I’ve reached that point where you’re not even arguing about details anymore. You’re arguing about direction. If Liverpool genuinely believe Arne is not the man to steer this, then fine. Make the call. But it can’t be presented as one bloke on the touchline being the whole problem while everyone above him stands there with clean hands.
The frustration isn’t just with what we’re seeing week to week. It’s the feeling of a season that’s been allowed to become a bit of a lash up, with nobody taking ownership when it goes flat. That’s why the spotlight naturally swings to Edwards and Hughes as well. If they’re the ones shaping the plan, backing the staff, setting the tone, then they’re part of the outcomes. That’s football. You don’t get the credit without the blame.
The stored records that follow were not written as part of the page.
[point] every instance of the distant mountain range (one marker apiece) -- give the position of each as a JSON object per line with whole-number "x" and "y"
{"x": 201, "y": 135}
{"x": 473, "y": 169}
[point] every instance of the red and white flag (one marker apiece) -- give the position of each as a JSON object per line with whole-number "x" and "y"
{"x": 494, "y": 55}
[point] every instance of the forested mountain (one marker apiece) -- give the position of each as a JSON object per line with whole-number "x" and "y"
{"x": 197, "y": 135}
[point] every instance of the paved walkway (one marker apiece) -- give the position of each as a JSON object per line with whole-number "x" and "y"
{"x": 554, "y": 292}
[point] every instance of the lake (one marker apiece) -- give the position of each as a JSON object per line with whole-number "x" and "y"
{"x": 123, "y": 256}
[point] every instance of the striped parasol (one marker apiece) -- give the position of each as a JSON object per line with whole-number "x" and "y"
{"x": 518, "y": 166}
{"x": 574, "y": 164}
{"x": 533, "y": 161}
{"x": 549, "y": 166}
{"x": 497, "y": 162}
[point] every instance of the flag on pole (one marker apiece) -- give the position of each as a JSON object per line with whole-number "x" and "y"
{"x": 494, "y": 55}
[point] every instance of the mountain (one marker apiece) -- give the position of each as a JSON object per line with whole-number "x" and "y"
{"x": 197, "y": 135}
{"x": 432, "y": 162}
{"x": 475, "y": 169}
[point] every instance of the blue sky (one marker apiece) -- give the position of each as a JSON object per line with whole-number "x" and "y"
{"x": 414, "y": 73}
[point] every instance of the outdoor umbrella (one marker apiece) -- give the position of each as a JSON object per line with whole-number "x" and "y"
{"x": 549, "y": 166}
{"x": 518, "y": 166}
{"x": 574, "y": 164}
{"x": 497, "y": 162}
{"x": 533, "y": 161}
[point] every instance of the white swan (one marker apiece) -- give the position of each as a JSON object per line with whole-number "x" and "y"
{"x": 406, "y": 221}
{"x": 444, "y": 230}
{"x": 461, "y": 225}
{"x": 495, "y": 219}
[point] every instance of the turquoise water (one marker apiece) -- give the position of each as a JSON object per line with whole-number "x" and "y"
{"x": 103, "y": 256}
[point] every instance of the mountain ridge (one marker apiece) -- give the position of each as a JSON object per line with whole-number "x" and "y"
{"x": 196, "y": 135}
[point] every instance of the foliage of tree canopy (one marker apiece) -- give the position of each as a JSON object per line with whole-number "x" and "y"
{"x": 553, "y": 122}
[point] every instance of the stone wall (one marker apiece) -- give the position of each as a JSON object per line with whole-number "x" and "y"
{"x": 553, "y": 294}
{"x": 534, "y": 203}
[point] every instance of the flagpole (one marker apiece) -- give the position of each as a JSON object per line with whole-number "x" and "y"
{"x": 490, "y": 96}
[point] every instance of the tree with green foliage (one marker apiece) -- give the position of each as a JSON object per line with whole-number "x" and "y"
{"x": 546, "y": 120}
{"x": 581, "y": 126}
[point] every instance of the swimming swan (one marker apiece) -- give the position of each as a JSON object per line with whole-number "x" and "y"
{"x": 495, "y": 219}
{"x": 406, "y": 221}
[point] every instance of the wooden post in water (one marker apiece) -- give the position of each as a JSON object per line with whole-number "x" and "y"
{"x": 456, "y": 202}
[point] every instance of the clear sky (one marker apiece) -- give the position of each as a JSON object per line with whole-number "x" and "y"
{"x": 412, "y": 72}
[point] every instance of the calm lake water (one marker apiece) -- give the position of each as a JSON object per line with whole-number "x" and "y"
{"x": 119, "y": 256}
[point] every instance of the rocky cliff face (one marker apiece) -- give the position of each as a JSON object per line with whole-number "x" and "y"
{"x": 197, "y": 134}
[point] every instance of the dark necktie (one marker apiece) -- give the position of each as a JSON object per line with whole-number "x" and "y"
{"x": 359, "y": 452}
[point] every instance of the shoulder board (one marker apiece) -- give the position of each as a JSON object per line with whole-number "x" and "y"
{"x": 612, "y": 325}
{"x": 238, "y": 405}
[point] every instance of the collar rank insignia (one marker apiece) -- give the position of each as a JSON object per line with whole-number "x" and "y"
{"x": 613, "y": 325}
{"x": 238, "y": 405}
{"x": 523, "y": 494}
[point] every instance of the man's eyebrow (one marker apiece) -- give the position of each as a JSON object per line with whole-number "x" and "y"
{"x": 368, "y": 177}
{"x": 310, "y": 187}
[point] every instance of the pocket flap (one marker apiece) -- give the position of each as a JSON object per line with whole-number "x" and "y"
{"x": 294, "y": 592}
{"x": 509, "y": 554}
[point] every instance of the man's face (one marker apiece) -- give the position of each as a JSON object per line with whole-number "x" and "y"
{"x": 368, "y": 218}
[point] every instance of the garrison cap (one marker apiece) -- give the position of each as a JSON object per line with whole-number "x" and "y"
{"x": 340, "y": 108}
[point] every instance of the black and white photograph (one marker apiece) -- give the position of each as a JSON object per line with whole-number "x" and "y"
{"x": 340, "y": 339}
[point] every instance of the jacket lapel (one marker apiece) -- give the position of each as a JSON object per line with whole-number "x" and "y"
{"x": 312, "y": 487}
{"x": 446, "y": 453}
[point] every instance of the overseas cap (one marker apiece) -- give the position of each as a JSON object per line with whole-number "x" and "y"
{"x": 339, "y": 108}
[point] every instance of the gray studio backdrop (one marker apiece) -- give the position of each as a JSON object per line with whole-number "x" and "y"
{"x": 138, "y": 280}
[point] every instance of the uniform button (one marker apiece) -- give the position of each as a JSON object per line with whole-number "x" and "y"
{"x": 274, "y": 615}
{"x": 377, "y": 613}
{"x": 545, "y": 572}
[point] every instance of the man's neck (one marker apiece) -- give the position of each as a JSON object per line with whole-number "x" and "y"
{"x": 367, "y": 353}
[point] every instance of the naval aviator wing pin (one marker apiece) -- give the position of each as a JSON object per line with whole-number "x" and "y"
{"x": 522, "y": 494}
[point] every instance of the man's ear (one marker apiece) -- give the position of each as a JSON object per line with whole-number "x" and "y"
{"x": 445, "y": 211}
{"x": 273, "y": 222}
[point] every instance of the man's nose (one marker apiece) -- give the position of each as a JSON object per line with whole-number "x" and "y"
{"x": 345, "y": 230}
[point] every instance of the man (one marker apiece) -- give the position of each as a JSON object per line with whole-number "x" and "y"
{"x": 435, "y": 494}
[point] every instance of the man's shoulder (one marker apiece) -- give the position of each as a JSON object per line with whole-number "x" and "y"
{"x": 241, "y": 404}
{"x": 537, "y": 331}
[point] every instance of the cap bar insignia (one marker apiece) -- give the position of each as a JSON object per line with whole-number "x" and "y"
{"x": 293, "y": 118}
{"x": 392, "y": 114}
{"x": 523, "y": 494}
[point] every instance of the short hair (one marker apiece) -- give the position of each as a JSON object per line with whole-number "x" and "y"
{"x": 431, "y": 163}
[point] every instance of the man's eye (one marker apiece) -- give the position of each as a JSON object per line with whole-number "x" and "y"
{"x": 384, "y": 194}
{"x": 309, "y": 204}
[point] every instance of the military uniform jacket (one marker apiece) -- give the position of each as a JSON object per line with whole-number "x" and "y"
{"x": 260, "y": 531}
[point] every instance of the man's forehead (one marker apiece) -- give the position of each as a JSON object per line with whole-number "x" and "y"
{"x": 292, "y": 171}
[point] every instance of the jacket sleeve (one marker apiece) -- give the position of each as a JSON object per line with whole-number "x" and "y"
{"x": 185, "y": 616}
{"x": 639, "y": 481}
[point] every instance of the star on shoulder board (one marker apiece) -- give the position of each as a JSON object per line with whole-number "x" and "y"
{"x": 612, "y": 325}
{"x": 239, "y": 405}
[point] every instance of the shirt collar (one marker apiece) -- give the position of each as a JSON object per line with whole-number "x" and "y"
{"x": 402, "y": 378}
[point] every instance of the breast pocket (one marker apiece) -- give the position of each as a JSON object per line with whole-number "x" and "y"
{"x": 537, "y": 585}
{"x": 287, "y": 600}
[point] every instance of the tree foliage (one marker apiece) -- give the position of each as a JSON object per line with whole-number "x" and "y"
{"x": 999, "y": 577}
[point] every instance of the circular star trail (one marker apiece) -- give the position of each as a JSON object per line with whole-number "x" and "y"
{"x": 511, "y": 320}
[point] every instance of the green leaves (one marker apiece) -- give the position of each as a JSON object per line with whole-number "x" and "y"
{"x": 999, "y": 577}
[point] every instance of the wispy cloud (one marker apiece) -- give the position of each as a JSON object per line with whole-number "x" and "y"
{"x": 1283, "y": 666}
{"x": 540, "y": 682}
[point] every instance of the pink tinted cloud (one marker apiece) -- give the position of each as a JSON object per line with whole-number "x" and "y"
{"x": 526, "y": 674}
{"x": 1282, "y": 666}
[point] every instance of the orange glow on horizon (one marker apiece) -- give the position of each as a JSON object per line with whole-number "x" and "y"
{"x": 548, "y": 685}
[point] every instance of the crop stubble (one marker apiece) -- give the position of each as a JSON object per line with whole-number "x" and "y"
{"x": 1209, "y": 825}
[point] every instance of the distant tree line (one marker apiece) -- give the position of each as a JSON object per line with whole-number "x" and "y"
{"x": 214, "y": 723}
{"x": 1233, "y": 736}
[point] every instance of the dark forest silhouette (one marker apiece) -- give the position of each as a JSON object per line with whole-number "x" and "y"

Accountability can’t be selective
If the club do decide to change manager, I don’t want the narrative to be “problem solved” the second the announcement drops. Because it won’t be. What needs fixing is bigger than a press conference and a new face in the dugout. Recruitment, structure, decision-making, the timing of decisions, all of it feeds into what happens on the pitch.
And to be fair, it’s often the timing that kills you. Leave it too late and you’re basically asking a new manager to do the hard part with none of the groundwork. Do it too early and you’re taking a big swing when there’s still a lot of season to play. Either way, someone at the top has to own that call.
The table doesn’t wait for anyone
The other problem is the sheer scale of what’s needed. When you start looking at the run-in and talking about needing 9 or 10 wins from the next 15, you realise how tight it is. Not because Liverpool should accept that standard, but because the Premier League is brutal when you’re not in a rhythm. Dropping points becomes a habit. Confidence becomes a weekly negotiation.
It’s also why the “just bring someone in” idea isn’t as clean as it sounds. Any new manager, caretaker or permanent, walks into the same reality: pressure, expectation, and very little time to bed in any clear style. You can’t just flick a switch and suddenly look organised in and out of possession, especially when the margins are thin.
So is a change still worth it?
For me, yes. Even with all the risks. Because the bigger risk is sleepwalking through the rest of the season hoping it turns on its own. You can see why people worry about who’d even want it midstream, with the Champions League chase feeling like a proper scrap. But Liverpool can’t be paralysed by what a hypothetical candidate might think. They have to act based on what they believe is right for the team.
Truth is, if the club decide Slot isn’t taking this forward, then they need to be brave enough to go the whole way and explain how it got here. Anything else is just moving the blame around.